Imaginez une déflagration qui se produirait dans l’Océan indien et dont les échos se feraient entendre jusque dans l’Hexagone et se réfléchiraient à l’inverse dans l’archipel des Mascareignes. C’est un peu l’effet que fait AN’PAGAY, telle une comète détonante dans les eaux trop tranquilles et trop fréquentées d’une world music pépère. Car ce nouveau groupe est lui-même le fruit d’une fusion, au sens quasi-nucléaire du terme. D’un côté, on y trouve des membres du collectif métropolitain et réunionnais Ti’KANIKI, qui voue une passion brûlante pour le maloya et qui vient d’enregistrer son premier EP numérique, Douz, à l’Opéra Underground de Lyon. De l’autre côté sévissent les membres d’un trio métal-noise expérimental lyonnais, KOUMA, et que l’on retrouve aussi dans l’entité math-rock expérimental POLYMORPHIE. Ça vous paraît trop improbable ? Mais si on y ajoute le fait que les membres de KOUMA ont auparavant fusionné avec le groupe colombien NILAMAYE pour dynamiter les rythmes endiablés du currulao au sein de PIXVAE, on comprend qu’on a affaire à des experts en détonations soniques transculturelles de haut vol. Cette fois, ils distillent leur mixture avant-gardiste au sein des rythmes fiévreux du maloya réunionnais. Forcément, ça fait du bruit. Mais ça n’oublie pas non plus de mettre les corps en transe.

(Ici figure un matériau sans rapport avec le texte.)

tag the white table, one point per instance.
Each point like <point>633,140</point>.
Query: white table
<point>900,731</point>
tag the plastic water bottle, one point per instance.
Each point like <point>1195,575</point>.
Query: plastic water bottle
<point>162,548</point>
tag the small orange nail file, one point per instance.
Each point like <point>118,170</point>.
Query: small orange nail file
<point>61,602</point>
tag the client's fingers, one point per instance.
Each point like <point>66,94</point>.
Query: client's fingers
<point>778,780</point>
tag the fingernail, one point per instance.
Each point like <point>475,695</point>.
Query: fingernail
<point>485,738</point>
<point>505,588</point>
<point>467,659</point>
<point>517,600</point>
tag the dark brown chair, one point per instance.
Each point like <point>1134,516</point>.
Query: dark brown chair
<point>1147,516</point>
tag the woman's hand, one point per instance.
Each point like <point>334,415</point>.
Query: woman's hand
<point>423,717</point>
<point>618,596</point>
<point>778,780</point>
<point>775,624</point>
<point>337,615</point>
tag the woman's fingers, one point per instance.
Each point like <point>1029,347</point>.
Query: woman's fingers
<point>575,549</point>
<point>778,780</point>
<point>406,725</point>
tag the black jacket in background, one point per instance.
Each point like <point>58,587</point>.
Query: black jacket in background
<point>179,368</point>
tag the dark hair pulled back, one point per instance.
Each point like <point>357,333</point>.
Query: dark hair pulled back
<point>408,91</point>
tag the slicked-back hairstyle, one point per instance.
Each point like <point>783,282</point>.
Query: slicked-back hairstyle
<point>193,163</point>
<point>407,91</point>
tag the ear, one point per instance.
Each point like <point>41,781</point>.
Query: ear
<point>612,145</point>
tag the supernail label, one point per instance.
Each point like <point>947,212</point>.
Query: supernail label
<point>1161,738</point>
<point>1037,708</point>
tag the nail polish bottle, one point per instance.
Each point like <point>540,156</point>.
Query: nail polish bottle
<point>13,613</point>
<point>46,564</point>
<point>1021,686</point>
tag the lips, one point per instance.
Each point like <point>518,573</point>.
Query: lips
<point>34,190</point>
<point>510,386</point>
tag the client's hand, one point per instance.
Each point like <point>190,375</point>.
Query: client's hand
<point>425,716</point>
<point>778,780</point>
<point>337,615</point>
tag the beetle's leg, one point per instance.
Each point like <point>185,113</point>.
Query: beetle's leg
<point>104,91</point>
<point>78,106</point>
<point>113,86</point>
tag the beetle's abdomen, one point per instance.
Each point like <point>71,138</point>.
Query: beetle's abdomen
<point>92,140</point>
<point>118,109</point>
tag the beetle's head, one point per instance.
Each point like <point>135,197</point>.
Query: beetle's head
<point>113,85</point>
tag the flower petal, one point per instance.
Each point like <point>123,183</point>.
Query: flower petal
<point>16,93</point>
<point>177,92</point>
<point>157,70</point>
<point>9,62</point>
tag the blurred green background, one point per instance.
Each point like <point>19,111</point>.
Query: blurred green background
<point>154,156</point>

Pour les dynamiteurs de KOUMA, le passage de PIXVAE à AN’PAGAY s’est fait à la faveur d’une rencontre à l’occasion d’une compilation-anniversaire ourdie par le label transidentitaire Bongo Joe. Romain DUGELAY, le directeur artistique et compositeur de PIXVAE, a contacté le compositeur, chanteur et percussionniste de Ti’KANIKI, Luc Moindranzé KARIOUDJA, et tous deux se sont vite retrouvés sur la même longueur d’onde quant à la direction à faire prendre à leur projet commun, à savoir une voie radicale, extrême et turbulente.

En corollaire, il faut dire que NILAMAYE – et donc PIXVAE – et TI’KANIKI se partageaient la même chanteuse, Margaux DELATOUR, et c’est en toute logique qu’on la retrouve dans l’aventure AN’PAGAY, aux côtés de la chanteuse de Ti’KANIKI Cindy POOCH (THE BONGO HOP). Luc Moindranzé KARIOUDJA a également débauché le percussionniste burkinabé Wendlavim ZABSONRÉ (SUPERGOMBO, BIGRE !, KALYANGA) pour donner la réplique au batteur de KOUMA, Leo DUMONT. Damien CLUZEL a troqué la guitare électrique contre une basse bien épaisse et aiguisée, et Romain DUGELAY continue à injecter ses flaques de jazzcore au saxophone alto et ses giclées électro-space-post-rock aux claviers.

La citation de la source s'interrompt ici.